1.企業の(量的、質的)発展によっていかに社会に貢献できる か。
  その発展を従業員、お客様、周りで関わっているすべての人たちの幸福に
  どのように結びつけるのか。
2.その企業の持つ独自性を明確にし、
  オンリーワンの商品、企業風土をいかに築き上げるのか。

この二つを追求することが真の企業のあり方であり、
それを明文化し、社員の行動指針となりえるものが理想の企業理念であると考えています。
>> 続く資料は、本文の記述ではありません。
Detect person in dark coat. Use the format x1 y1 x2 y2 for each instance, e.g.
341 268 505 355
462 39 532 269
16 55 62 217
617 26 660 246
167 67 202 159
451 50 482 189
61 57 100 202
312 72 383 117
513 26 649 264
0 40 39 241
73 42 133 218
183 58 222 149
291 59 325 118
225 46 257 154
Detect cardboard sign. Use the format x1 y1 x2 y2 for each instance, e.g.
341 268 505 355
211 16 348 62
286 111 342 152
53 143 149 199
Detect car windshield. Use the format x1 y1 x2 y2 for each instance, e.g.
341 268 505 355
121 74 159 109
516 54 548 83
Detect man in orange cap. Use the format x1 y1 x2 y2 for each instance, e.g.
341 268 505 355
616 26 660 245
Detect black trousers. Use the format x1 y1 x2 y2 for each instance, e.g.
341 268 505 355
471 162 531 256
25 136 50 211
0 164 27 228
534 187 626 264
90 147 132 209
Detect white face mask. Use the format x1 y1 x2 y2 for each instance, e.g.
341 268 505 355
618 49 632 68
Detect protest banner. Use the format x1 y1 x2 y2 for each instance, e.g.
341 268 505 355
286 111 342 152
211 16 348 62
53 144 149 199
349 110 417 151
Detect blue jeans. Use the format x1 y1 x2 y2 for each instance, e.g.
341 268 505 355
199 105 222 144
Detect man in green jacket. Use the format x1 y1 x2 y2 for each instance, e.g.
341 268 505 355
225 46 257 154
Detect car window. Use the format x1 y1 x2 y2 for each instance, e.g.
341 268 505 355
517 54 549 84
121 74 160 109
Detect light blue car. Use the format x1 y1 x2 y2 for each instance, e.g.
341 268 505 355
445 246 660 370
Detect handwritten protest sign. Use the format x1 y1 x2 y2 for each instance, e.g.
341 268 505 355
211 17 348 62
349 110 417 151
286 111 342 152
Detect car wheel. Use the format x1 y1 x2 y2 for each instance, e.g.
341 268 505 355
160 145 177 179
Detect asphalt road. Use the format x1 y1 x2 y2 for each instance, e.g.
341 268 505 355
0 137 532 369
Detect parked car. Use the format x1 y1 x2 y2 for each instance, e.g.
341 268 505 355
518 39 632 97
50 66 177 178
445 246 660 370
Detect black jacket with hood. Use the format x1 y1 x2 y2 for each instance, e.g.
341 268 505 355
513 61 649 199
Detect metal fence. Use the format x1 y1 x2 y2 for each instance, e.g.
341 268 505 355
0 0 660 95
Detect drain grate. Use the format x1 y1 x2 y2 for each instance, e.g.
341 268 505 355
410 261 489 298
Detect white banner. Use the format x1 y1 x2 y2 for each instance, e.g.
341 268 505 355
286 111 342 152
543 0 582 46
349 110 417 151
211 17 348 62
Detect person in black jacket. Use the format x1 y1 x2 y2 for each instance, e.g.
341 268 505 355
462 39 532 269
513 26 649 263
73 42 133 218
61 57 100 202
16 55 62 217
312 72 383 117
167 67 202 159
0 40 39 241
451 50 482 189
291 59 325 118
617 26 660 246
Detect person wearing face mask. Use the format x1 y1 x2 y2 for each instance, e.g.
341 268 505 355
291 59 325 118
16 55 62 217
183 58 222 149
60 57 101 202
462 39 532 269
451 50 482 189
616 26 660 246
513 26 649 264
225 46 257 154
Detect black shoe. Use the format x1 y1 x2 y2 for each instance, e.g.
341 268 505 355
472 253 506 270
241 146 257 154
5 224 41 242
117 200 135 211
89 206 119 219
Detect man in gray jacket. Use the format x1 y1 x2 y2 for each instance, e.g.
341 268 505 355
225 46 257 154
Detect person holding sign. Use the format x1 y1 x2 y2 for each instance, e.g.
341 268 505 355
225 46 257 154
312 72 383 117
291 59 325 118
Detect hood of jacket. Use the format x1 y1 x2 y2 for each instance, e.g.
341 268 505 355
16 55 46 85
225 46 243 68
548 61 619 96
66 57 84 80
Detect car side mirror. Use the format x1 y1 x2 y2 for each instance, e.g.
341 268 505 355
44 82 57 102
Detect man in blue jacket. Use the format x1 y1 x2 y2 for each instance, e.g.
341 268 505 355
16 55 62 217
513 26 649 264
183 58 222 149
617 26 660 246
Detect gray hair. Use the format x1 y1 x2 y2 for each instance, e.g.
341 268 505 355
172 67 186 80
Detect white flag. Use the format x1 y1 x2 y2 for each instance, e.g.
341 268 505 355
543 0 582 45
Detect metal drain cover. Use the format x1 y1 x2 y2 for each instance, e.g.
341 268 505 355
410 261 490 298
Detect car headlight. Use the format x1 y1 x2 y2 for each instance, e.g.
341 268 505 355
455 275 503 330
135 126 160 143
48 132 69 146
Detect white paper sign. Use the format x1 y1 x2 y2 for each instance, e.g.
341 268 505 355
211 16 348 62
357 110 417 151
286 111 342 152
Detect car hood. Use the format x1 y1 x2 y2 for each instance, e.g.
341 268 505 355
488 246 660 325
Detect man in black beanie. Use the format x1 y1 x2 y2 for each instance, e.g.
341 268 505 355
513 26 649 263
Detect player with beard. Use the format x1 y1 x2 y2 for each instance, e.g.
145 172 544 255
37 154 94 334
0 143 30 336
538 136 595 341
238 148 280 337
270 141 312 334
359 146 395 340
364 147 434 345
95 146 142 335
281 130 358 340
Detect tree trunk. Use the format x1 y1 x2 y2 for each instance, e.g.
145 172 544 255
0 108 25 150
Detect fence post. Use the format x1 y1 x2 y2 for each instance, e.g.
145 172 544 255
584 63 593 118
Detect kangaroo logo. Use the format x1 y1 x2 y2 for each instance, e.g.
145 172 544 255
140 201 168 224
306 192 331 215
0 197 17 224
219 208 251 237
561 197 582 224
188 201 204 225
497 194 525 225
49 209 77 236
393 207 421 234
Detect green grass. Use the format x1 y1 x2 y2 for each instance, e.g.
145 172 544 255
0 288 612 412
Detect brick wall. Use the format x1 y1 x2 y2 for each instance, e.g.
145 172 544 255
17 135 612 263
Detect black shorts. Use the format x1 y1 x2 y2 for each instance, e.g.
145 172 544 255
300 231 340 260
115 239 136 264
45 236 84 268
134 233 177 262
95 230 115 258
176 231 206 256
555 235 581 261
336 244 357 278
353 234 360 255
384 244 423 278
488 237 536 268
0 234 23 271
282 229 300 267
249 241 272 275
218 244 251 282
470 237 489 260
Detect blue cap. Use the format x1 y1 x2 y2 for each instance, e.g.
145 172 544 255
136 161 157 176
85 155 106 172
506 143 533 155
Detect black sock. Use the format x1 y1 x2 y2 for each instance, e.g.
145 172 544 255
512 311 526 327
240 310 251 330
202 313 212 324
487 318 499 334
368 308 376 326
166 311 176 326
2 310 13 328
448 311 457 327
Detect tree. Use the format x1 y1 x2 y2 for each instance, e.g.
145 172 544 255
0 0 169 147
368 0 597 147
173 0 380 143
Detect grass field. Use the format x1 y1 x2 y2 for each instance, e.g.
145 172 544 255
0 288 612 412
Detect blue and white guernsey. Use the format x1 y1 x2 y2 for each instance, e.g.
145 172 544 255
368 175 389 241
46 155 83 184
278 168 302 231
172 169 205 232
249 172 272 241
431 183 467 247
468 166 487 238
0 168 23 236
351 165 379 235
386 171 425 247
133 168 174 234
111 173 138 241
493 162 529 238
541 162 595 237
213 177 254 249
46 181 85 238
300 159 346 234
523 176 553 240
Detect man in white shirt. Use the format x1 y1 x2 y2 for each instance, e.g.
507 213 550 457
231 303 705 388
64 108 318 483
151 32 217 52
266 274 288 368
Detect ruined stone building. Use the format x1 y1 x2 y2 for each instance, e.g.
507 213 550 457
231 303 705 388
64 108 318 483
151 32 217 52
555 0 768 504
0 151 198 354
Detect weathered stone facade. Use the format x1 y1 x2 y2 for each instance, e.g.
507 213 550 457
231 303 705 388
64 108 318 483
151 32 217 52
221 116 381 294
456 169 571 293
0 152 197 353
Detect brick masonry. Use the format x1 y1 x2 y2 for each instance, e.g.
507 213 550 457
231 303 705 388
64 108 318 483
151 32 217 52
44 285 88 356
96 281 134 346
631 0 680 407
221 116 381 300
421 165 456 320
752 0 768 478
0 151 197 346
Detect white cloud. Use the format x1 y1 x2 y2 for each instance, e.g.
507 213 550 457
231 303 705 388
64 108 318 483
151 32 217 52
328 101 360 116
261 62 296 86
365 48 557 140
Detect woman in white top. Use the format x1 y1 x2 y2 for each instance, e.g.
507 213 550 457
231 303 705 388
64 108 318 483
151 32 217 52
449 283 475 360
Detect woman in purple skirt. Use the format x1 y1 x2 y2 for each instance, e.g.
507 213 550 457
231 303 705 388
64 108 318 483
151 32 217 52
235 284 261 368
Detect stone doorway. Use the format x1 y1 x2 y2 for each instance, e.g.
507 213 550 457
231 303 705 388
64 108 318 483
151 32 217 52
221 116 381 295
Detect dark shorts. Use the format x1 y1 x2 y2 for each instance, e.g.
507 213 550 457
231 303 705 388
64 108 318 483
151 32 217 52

企業理念に基づき事業計画が立てられ、年度末にはその事業計画の達成度とともに
企業理念の求めるところにどれだけ近づけたのか検証をする、
この流れの中でこそ企業理念の価値が生きてくるのです。


企業理念は、経営トップの方たちが集まって会議をし、
すぐに出来上がるというものではありません。
また外部に委託をし、お金さえ払えば、
いいものを提供してもらえるといったものでもありません。

理念を生み出すには、これまでの企業活動を振り返り、
将来の自社や周りの市場環境を見据え、
さまざまな考察を積み重ねなければなりません。

そして苦労して生み出した理念も、日々の企業活動に根付かせるには、
企業文化の再構築にも等しい努力が必要となってきます。

そうして苦難とともに築き上げた理念、
そしてそれを企業活動の中に活かした『理念体系』としてこそ
はじめて価値が生まれるのです。


また一度築き上げた理念体系も、前項と同様人体になぞらえると、
“足腰の強い企業”でなければその理念が空洞化する恐れがあります。

足腰の強い企業とはどのような企業でしょうか。
人が日常生活の家事や仕事を徹底して行うことによって足腰を鍛えられるのと同様、
企業も日常業務、その平凡な作業を徹底して努めるという
「トイレ掃除」のところでもご紹介した鍵山秀三郎氏の言葉の中に
それを導く鍵が潜んでいるように感じています。

凡事徹底―平凡を非凡に努める 凡事徹底―平凡を非凡に努める
鍵山 秀三郎

たかが掃除と言うなかれ―優良企業が凡事を徹底する理由
たかが掃除と言うなかれ―優良企業が凡事を徹底する理由
山本 健治

理想的な生きた企業理念を生み出し、それを日常業務の中で活かし、
永続的に維持できる足腰の強い企業体を作り上げる、
これが『企業活動の根底にあるべきもの』なのです。